Sonntag, 19. Juli 2015

Montags um 9: Das Matterhorn oder ..


.. wie ein Berg nicht aufhört zu rufen


Es gibt 38 Viertausender rund um Zermatt, aber einer ist darunter, der anscheinend willenlos macht. Er ist aber auch eine echte Granate! In diesem Sommer feiert das Schweizer Alpendorf ein rauschendes Jubiläum. Selbst die Queen ist geladen. Schließlich war es einer ihrer Landsleute, der erstmals seine 4.478 Höhenmeter bezwang. Und Zermatt eine glänzende Zukunft bescherte. 

Eine kleine und willkürliche Matterhorn-Chronik 


14. Juli 1865: Der britische Bergsteiger Edward Whimpley steht mit seiner Siebener-Seilschaft ganz oben. Dort wo er schon mehrmals hin wollte. Heute kam er durch. Über den Hörnligrat an die Spitze des Matterhorns. Als erster, noch vor der italienischen Konkurrenztruppe, die von der anderen Bergseite gegen die Pyramide aus Kalkstein, Gletscher und Eis anrennt. Auf dem Abstieg reißt ein Seil, und vier Briten stürzen zu Tode. Das unglückselige Stück Tau ist heute im Zermatter Heimatmuseum zu begutachten.

In jeder kurzen Zermatt-Saison brechen ca. 3.500 Menschen auf, um das fast Unmögliche zu schaffen. Der Kletterrekord „rauf-runter“- liegt bei phänomenalen knapp zwei Stunden! Inklusive Bergführer muss man mit mindestens 1.500 Franken rechnen. Das ist es den Bergstürmern auch wert.
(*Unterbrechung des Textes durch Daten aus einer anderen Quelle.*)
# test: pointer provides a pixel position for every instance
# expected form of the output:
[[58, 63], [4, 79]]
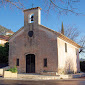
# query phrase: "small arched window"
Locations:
[[31, 18]]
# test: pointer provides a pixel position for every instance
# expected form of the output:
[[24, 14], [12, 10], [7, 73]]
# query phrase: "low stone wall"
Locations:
[[3, 69], [8, 74], [49, 73]]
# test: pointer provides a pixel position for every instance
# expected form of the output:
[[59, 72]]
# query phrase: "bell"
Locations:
[[32, 18]]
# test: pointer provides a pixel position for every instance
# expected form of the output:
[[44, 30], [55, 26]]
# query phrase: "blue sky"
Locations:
[[14, 18]]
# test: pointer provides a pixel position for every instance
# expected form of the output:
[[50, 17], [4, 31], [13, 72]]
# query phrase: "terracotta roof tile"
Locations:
[[4, 37]]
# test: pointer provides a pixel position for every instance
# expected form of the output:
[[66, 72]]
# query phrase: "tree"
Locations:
[[4, 52], [73, 33], [82, 44], [60, 6], [70, 32]]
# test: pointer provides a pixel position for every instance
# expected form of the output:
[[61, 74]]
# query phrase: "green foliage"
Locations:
[[13, 70], [62, 29], [82, 66], [4, 52]]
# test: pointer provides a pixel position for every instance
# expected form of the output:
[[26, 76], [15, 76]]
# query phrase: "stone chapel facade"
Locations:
[[35, 48]]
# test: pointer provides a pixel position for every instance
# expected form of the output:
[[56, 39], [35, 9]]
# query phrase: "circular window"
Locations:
[[30, 33]]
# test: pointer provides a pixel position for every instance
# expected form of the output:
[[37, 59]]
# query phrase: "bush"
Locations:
[[13, 70], [82, 66]]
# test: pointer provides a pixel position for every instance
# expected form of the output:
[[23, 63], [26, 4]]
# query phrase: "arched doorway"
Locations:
[[30, 63]]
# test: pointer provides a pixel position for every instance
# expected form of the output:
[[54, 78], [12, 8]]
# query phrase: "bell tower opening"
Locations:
[[31, 18], [32, 15]]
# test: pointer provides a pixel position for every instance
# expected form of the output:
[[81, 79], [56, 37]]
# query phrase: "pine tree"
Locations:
[[62, 29]]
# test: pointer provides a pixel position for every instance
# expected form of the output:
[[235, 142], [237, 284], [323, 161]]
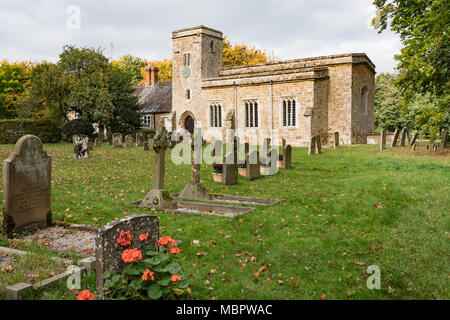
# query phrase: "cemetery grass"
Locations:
[[340, 212]]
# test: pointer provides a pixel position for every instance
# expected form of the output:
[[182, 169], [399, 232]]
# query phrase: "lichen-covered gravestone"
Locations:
[[128, 141], [140, 139], [108, 251], [27, 186], [80, 146], [117, 140]]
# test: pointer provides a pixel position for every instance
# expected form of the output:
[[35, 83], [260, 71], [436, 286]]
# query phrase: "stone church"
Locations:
[[296, 98]]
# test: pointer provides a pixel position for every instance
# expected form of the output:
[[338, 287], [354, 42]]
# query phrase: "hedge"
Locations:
[[11, 130]]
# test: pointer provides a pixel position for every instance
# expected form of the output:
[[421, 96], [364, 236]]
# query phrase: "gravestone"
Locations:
[[108, 252], [253, 165], [158, 197], [444, 139], [117, 140], [312, 146], [80, 146], [140, 139], [287, 157], [27, 186], [318, 145], [230, 166], [403, 137], [383, 139], [195, 190], [395, 138], [336, 140], [128, 141], [98, 142], [413, 140]]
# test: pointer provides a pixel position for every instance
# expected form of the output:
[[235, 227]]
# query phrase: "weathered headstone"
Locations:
[[158, 197], [80, 146], [128, 141], [318, 144], [336, 140], [253, 165], [287, 157], [117, 140], [444, 139], [403, 137], [312, 146], [27, 186], [383, 139], [230, 166], [395, 138], [108, 251], [413, 140], [140, 139], [98, 142]]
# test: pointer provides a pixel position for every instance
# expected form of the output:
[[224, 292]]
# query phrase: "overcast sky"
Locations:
[[37, 30]]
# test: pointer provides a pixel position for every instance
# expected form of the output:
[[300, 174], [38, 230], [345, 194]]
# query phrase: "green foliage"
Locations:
[[424, 61], [77, 126], [11, 130], [14, 80], [131, 283]]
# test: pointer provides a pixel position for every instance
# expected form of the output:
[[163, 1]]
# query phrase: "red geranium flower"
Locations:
[[148, 273], [85, 295], [124, 239], [143, 237], [176, 277], [131, 255], [165, 241], [174, 250]]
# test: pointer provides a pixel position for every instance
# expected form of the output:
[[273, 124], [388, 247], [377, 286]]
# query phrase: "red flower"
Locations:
[[131, 255], [124, 239], [85, 295], [143, 237], [174, 250], [148, 273], [165, 241], [176, 277]]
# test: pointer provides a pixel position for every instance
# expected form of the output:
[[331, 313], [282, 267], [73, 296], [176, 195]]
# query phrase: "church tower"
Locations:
[[197, 55]]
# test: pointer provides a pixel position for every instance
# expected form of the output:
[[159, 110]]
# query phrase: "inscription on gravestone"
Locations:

Seit 1865 sind allerdings auch 500 Menschen dem Berg zum Opfer gefallen. Der Rettungsdienst Zermatt bricht pro Saison zwischen Mitte Juni und Mitte September circa 300 Mal auf. Ob es das auch wert ist? Doch die Magie der Alpen und insbesondere dieses unwiderstehlichen Kolosses ist auch nach 150 Jahren ungebrochen.

1950: Ein italienischer Graf will eine Seilbahn zum Gipfel bauen lassen. 90.000 entrüstete Unterschriften verhindern es. Das Matterhorn wird „schützenswertes Naturwunder“. Bleibt es bis heute.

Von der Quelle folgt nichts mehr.